He said large-scale corruption had recently been uncovered although more and more from the Malay community were becoming professionals and academics.
“When the country achieved independence, the Malay-Muslim community only knew the Malay academic who went by Pendeta Za’ba. You couldn’t find Malay scholars with philosophy doctorates.
“Yet the country did not see corruption practised on the scale reported today,” he said in his speech at the Golden Jubilee celebration of the National Council for Islamic Religious Affairs Malaysia.
He said the Islamic teachings at the time had built strong integrity within the Malay community which prevented them from committing acts that would threaten their dignity.
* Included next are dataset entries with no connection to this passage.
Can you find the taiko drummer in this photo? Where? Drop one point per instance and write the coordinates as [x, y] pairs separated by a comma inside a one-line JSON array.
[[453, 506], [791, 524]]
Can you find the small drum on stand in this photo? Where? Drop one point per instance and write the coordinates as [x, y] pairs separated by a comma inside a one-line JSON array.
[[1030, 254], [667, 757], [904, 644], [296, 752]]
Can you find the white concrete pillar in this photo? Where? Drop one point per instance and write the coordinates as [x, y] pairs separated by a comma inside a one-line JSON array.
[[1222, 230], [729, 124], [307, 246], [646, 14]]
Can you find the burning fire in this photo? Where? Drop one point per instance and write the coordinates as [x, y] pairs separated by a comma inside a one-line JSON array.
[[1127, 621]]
“It kept many Malay-Muslim officers from doing evil and sinning through breach of trust, corruption and misuse of power,” he added.
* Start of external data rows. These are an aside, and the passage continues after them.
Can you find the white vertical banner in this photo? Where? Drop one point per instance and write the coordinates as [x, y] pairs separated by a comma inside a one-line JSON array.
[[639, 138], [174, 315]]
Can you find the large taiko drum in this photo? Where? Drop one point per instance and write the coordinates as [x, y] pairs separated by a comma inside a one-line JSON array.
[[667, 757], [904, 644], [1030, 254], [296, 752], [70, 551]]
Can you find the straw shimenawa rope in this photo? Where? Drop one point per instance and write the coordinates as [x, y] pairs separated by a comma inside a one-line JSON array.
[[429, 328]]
He also said Islam used to be taught by teachers who did not have degrees or diplomas, and who travelled by foot or bicycle to teach at huts and suraus.
Yet, he said, they had formed a generation strong in their faith and principles.
He said the Islam he was taught emphasised the values of integrity and trust.
“Is the level of poverty so great that it would cause villagers from two different villages to fight over food that’s not theirs from a lorry spill?
“If that is the level of poverty they face, which causes the people to forget the law and what’s right and wrong, evidently there are institutions including religious ones that have not fulfilled their responsibility to help people who are poor and underprivileged,” he said.